Todo lo que se quiera decir de él es poco. Su hija Isabel
II [1833-1868] no mejoró mucho la imagen. Luego mejora
con Alfonso XII [1874-1885] , por
supuesto que mejora. Y no digamos con los reyes actuales. Tanto Juan
Carlos I como Felipe VI dan la impresión de ser muy distintos a sus
antecesores.
Antes
he hablado de mis "héroes" que son los institucionistas.
La Institución Libre de Enseñanza, aunque es del último cuarto de
siglo, pero bueno, están ahí. ¿Personajes interesantes? Pues, por
ejemplo, Juan Prim, militar que
viene desde abajo, que no ha estado en la academia militar, que hace
su carrera, que consigue tener más o menos unido el Ejército bajo
su mando y que hace una revolución liberal
contra Isabel II y que intenta la nacionalización del país,
en términos españoles. Eso hecho por un catalán hubiera sido
bastante interesante, si hubiera seguido adelante el asunto, claro.

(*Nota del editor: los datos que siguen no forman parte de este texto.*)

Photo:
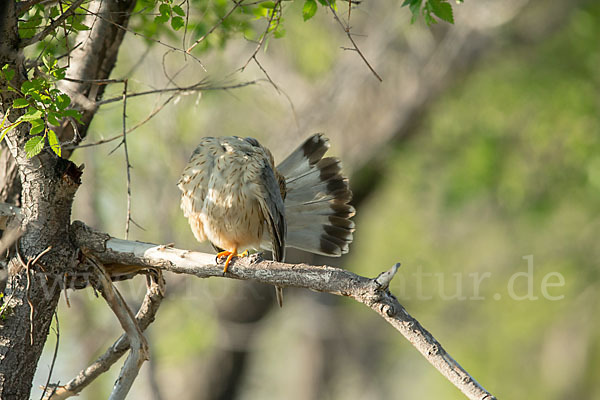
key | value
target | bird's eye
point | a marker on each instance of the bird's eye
(252, 141)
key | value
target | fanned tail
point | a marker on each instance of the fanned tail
(316, 204)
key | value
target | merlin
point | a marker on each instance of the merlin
(236, 198)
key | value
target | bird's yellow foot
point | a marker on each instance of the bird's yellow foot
(230, 255)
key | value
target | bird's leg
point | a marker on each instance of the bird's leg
(230, 255)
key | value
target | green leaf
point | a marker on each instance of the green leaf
(20, 103)
(79, 26)
(178, 10)
(8, 72)
(279, 33)
(309, 10)
(442, 10)
(73, 114)
(177, 23)
(31, 114)
(34, 146)
(164, 10)
(63, 101)
(268, 4)
(35, 129)
(54, 118)
(161, 19)
(54, 12)
(54, 143)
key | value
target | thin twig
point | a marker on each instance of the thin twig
(145, 316)
(264, 35)
(120, 135)
(347, 30)
(279, 90)
(138, 345)
(371, 292)
(196, 87)
(127, 164)
(215, 26)
(30, 263)
(52, 27)
(57, 331)
(146, 37)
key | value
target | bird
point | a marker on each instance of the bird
(235, 197)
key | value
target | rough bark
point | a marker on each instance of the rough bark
(374, 293)
(44, 186)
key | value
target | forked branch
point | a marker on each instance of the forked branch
(374, 293)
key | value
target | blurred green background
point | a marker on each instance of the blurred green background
(472, 167)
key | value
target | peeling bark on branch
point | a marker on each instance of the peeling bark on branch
(373, 293)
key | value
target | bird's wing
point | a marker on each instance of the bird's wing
(194, 180)
(272, 207)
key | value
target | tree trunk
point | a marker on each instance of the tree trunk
(45, 186)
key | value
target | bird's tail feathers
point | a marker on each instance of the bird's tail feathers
(316, 204)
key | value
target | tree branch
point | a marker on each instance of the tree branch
(52, 27)
(137, 341)
(371, 292)
(145, 316)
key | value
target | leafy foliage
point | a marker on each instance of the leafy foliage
(45, 105)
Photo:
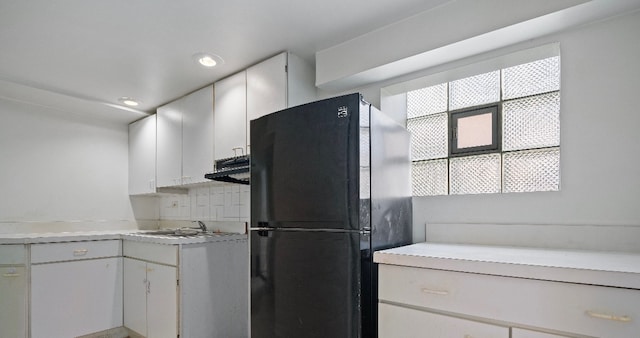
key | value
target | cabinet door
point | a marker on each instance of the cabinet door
(13, 301)
(397, 321)
(135, 295)
(230, 119)
(169, 144)
(197, 136)
(162, 301)
(142, 156)
(76, 298)
(522, 333)
(266, 88)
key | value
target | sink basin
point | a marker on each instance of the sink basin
(181, 232)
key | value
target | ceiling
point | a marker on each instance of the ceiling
(82, 55)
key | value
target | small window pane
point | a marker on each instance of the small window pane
(532, 122)
(427, 101)
(429, 137)
(475, 174)
(532, 170)
(430, 178)
(475, 90)
(531, 78)
(475, 131)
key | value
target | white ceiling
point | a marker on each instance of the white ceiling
(82, 55)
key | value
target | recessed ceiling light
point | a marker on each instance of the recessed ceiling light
(207, 60)
(129, 101)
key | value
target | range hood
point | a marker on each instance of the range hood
(231, 170)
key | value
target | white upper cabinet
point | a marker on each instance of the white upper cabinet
(185, 139)
(197, 136)
(266, 87)
(169, 144)
(142, 156)
(277, 83)
(274, 84)
(230, 116)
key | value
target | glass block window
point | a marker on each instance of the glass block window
(531, 170)
(429, 136)
(475, 174)
(473, 91)
(430, 177)
(528, 156)
(427, 101)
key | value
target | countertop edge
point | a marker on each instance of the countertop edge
(135, 235)
(459, 258)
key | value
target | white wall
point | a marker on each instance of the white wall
(600, 153)
(59, 169)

La revolución fue muy bien, o relativamente bien, durante los dos
primeros años hasta que mataron a Prim. Le mataron y la revolución
empezó a dar tumbos porque se quedó sin cabeza; sus seguidores se
dividieron... En fin, un desastre. Es un personaje que podría haber
desempeñado un papel positivo.
Tendríamos
que haber ido en 1808 con los franceses, que traían la racionalidad.
Nos
quedamos con las cadenas de Fernando VII.
Tengo
pocas dudas: de haber vivido en 1808 hubiera sido afrancesado. Porque
al fin y al cabo José Bonaparte
[1808-1813] era un personaje
bastante razonable, no se le recuerda ninguna barbaridad. Napoleón,
su hermano, no digamos: había sido capaz de aportar orden en una
Francia tremendamente desordenada como era la Francia posterior a la
revolución y él había sido capaz de poner orden manteniendo los
principios revolucionarios básicos. Traer un modelo de ese tipo a
España no hubiera venido mal. Representaba
la Ilustración y a la vez el sentido de la autoridad.
Y
el laicismo...
Un
cierto laicismo. Declararon la catolicidad del Estado español y
demás, pero dentro de eso reducían el poder de la Iglesia y de las
órdenes religiosas, eliminaron la Inquisición. Todo lo
que hicieron los afrancesados fue bastante sensato.
Muchos
de los males de este país proceden de la interpretación de la
religión por parte de la Iglesia Católica Española, del
nacionalcatolicismo.
Y
de los católicos que la siguen. No hay que culpar nunca sólo a los
de arriba. Los católicos que la siguen, que se conforman con una
religiosidad meramente externa, ceremonial
-bautismos, bodas, entierros, procesiones...-, y ya está. Nada que
ver con unas creencias y los
valores morales adheridos a esas creencias.
No
soy creyente, pero escucho a este Papa y me da la sensación de que
cree en Dios. Escucho a Rouco Varela y me da la sensación de que no
cree en él.
Que
crea o no crea en Dios es un misterio, no lo podemos saber. Lo que le
importa por encima de todo es el poder de la
institución, de eso no hay duda.
La
Iglesia sigue teniendo un poder desmedido en España si tenemos en
cuenta la cantidad de gente que acude los domingos a las iglesias.
Sí.
En cambio, y le digo como historiador, que la
Iglesia ya no tiene el poder que tenía en España en los años 60.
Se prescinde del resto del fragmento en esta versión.